La experiencia del tiempo imaginario que hizo Proust no puede tener lugar sino en un tiempo imaginario, una imagen errante, siempre ahí, siempre ausente, fija y convulsa, como la belleza de la que habló André Breton.

Como metamorfosis del tiempo, el olvido metamorfosea primero el presente en el que parece producirse, atrayéndolo hacia la profundidad indefinida donde el “presente” da inicio de nuevo al “pasado”, pero donde el pasado se abre al porvenir que repite, para lo que viene siempre retorne, y así de nuevo. Ciertamente, el acto de recordar tiene lugar ahora, aquí, por primera vez, pero la imagen que, para nosotros, está aquí presente y por vez primera, es presencia de un “ya otra vez” y de lo que nos revela es que “ahora” es “antaño”, y aquí de nuevo otro lugar, un lugar siempre  distinto donde el que cree que puede asistir tranquilamente desde fuera a esa transformación no puede transformar la memoria en poder más que si deja que ésta lo saque fuera de sí y lo arrastre en ese movimiento donde una parte de sí mismo, y ante todo esa idea evocada o recordada, se torna como imaginaria.

Ahora bien, lejos de que este (el olvido) sea vacío, ineficiente, negativo, es todo lo viejo o pasado que, gracias a la memoria no existe más. De ahí que la realidad "positiva del olvido", no es lo olvidado que él ocultaría (y que no oculta más que desde el punto de vista de la memoria y de la historia… porque lo olvidado les pertenece, ¡ya es de ahora en adelante pasado eternizado!), no es la memoria o la historia con relación a las cuales se definiría como falta o ausencia; la realidad del olvido es el olvido, pero también nada, una nada singularmente activa y positiva. Esa nada que Nietzsche refiere, y que la filosofía trató como simple determinación negativa, sin ver la fuerza plástica curativa que la misma encierra. Sin olvido no hay felicidad ni esperanza, tampoco el goce del presente, apunta Nietzsche.

Creo que si hay felicidad al olvidar, esta no está jamás situada en el instante presente, como afirma el filósofo alemán, sino que, por el contrario, hace salir al instante de los goznes del presente. El instante presente desempeña respecto del instante como multiplicidad un papel análogo, al que desempeña el olvido como falta respecto del olvido como excedente de realidad: un papel de representación y desfiguración.

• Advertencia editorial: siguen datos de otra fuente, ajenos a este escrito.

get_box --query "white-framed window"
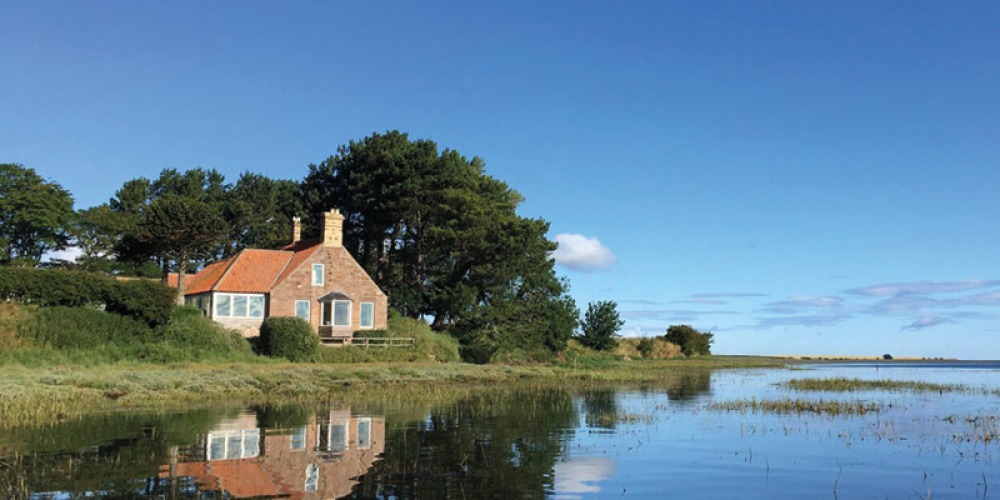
[357,418,372,449]
[206,428,261,461]
[360,302,375,329]
[295,300,310,322]
[321,300,351,327]
[305,463,319,491]
[317,419,349,453]
[312,263,324,286]
[214,293,265,319]
[291,426,307,450]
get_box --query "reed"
[0,357,779,429]
[710,397,883,416]
[782,377,975,394]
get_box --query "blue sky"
[2,1,998,358]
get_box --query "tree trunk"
[175,256,187,305]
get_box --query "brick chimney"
[322,209,344,247]
[291,216,301,244]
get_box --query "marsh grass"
[0,357,779,429]
[782,377,1000,396]
[711,398,883,416]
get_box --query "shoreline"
[0,356,780,429]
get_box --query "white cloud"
[44,246,83,263]
[552,456,615,499]
[552,234,615,271]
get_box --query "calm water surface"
[3,363,999,498]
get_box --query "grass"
[782,377,1000,396]
[710,397,884,416]
[0,356,781,429]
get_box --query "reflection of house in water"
[161,409,384,498]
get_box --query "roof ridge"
[267,251,297,290]
[212,250,244,292]
[272,240,321,288]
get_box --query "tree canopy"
[662,325,714,356]
[301,131,578,360]
[0,163,75,266]
[578,300,624,351]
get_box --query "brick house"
[180,209,388,341]
[160,409,385,498]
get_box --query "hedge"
[0,267,176,327]
[259,317,319,362]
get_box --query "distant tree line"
[0,131,579,361]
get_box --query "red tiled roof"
[214,249,294,293]
[273,239,321,287]
[181,241,323,296]
[184,259,235,295]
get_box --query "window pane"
[321,302,332,326]
[226,434,243,459]
[329,423,347,452]
[291,426,307,450]
[305,463,319,491]
[233,295,248,317]
[215,295,231,317]
[357,419,371,449]
[208,435,226,460]
[248,296,264,318]
[243,429,261,457]
[295,301,310,321]
[312,264,324,285]
[334,301,350,326]
[360,302,374,328]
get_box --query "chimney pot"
[322,209,344,247]
[291,216,302,244]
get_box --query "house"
[180,209,388,341]
[160,408,385,498]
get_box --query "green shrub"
[106,279,176,327]
[0,267,175,327]
[259,317,319,362]
[155,306,256,361]
[17,306,154,349]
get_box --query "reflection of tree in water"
[581,388,618,430]
[665,370,712,401]
[0,408,233,498]
[348,387,577,498]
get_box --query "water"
[3,363,1000,498]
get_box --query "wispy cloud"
[691,292,768,299]
[957,292,1000,306]
[845,280,1000,297]
[552,234,615,271]
[618,299,664,306]
[902,316,949,331]
[620,309,740,322]
[761,295,843,314]
[756,312,852,328]
[672,298,727,305]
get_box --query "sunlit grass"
[710,397,883,416]
[782,377,995,395]
[0,356,780,429]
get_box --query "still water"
[2,363,999,498]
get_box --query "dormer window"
[312,264,324,286]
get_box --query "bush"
[106,278,176,327]
[17,306,154,349]
[0,267,175,327]
[155,306,256,361]
[662,325,714,356]
[259,317,319,362]
[616,337,680,359]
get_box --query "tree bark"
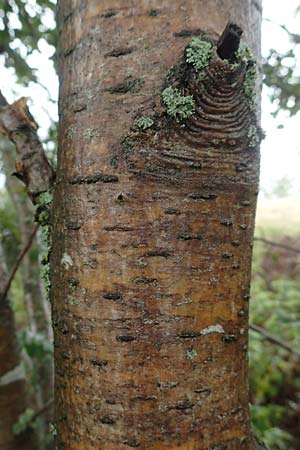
[53,1,262,449]
[0,248,38,450]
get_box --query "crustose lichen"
[235,43,257,111]
[247,124,260,148]
[162,87,195,121]
[35,191,53,301]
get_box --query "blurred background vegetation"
[0,1,299,449]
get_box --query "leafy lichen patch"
[136,116,154,130]
[186,37,213,75]
[161,87,195,121]
[235,43,257,110]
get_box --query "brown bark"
[0,249,38,450]
[53,1,262,449]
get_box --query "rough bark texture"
[53,1,262,449]
[0,250,38,450]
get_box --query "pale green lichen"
[49,422,57,437]
[248,124,260,148]
[186,37,213,79]
[36,191,53,301]
[200,324,224,335]
[36,191,52,226]
[13,408,35,434]
[61,253,74,269]
[136,116,154,130]
[186,349,197,361]
[236,43,257,110]
[162,86,195,121]
[236,43,253,64]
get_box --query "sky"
[0,0,300,195]
[261,0,300,195]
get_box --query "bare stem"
[0,224,39,303]
[250,323,300,356]
[254,236,300,254]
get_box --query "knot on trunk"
[115,23,262,190]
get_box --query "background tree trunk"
[0,137,54,449]
[0,247,38,450]
[0,138,51,339]
[53,1,262,449]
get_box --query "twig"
[31,398,54,422]
[254,237,300,254]
[250,323,300,356]
[0,224,39,302]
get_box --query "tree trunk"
[53,1,262,449]
[0,138,54,448]
[0,138,51,339]
[0,248,38,450]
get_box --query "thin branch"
[250,323,300,356]
[263,18,300,44]
[254,237,300,254]
[31,398,54,422]
[0,224,39,303]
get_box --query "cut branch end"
[217,22,243,61]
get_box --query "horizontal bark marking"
[124,439,141,448]
[178,325,225,339]
[158,381,178,390]
[134,395,158,401]
[188,192,218,200]
[102,292,122,300]
[222,252,234,259]
[222,334,238,343]
[174,29,203,38]
[116,335,136,343]
[99,415,116,425]
[176,232,202,241]
[132,277,158,285]
[173,400,194,410]
[104,225,134,232]
[68,173,119,184]
[101,9,117,18]
[144,249,172,258]
[220,219,233,226]
[105,47,134,57]
[107,78,144,94]
[194,387,211,395]
[90,359,108,367]
[164,208,182,215]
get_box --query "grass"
[255,196,300,237]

Memoria e historia desfiguran esa nada en vacío, en olvido que se borra frente a lo olvidado recordado o histórico. Pero lejos de ser vacío, esa nada anula "todo lo viejo", disuelve las dificultades insolubles hace un momento.

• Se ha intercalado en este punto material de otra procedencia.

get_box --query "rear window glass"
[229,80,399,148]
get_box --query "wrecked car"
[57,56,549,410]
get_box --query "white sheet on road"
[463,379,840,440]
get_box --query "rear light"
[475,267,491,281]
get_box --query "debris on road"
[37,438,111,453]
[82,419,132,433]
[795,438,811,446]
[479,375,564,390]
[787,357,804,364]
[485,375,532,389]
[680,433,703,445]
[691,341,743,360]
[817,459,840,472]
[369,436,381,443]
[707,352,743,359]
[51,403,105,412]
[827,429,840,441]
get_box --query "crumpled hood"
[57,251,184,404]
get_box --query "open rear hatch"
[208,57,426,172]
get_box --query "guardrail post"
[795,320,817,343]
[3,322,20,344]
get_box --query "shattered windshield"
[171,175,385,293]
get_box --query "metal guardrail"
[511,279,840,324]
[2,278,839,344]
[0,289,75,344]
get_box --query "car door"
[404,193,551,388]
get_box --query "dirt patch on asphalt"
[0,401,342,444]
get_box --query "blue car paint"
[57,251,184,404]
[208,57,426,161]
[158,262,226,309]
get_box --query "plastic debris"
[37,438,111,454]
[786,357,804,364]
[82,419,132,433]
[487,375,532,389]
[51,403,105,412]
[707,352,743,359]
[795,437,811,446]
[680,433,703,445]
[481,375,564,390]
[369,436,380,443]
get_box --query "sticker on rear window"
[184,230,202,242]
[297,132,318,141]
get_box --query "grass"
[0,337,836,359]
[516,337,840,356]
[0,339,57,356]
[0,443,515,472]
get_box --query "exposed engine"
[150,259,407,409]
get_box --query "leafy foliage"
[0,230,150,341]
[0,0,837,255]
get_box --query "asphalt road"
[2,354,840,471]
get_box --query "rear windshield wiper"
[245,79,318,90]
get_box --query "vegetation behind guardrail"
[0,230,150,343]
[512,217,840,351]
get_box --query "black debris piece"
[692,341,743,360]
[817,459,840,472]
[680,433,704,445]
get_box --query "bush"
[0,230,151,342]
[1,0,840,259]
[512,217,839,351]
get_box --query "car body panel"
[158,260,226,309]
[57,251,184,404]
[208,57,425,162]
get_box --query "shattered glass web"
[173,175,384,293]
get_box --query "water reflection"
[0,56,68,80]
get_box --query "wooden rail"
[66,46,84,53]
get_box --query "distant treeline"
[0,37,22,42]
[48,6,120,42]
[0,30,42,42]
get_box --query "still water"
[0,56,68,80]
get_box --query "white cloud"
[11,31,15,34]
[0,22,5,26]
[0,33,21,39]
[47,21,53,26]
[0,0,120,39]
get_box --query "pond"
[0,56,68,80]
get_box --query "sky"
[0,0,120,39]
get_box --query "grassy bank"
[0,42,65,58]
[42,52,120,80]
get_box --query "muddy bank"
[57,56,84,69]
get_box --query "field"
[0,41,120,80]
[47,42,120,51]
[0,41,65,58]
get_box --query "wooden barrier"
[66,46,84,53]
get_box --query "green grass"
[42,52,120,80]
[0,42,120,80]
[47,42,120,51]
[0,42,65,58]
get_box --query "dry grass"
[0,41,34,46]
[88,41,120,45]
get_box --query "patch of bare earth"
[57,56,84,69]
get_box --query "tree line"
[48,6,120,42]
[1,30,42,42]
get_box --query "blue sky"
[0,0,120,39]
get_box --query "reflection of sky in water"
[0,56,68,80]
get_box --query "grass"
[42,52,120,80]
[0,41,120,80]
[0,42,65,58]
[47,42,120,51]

No hubo nada. Y todo es diferente. Y todo es nuevo. No hubo nada. Y todo lo viejo no existe más y todo lo viejo se ha vuelto extraño. Sin que yo hubiera hecho ningún razonamiento decisivo, las dificultades, insolubles, hace un momento, habían perdido toda importancia.

El instante y el acontecimiento llegan de fuera, sin causa ni razón, las causas y las razones (los razonamientos, los argumentos) impiden por el contrario la aparición del instante o del acontecimiento. Esa aparición sólo se explica por la fuerza del olvido sin causa ni razón, olvido autónomo o autojustificado. Así, el olvido en el corazón vivo del instante o del acontecimiento no viene de la memoria o de la historia, o mejor dicho, no hay motivos para olvidar, sino el motivo de la fuerza de vida que forma un todo con la fuerza del olvido.

A los ojos de este, del olvido hecho memoria, el éxtasis, conducido por el instante presente, es rarísimo. Es el "instante vertical", ciego y poético del que habla Bachelard. A partir de él podemos inventar la pasión o mirar las horas en los ojos de los gatos, como hizo Baudelaire. Y es que este instante conmueve dolorosamente, consuela o sorprende en los momentos más cotidianos. Y esto se comprende porque es este instante, el que enrarece al otro instante extático, del olvido hecho memoria, que no es, sin embargo, uno (como el presente), sino múltiple, como la contemporaneidad del pasado y del futuro.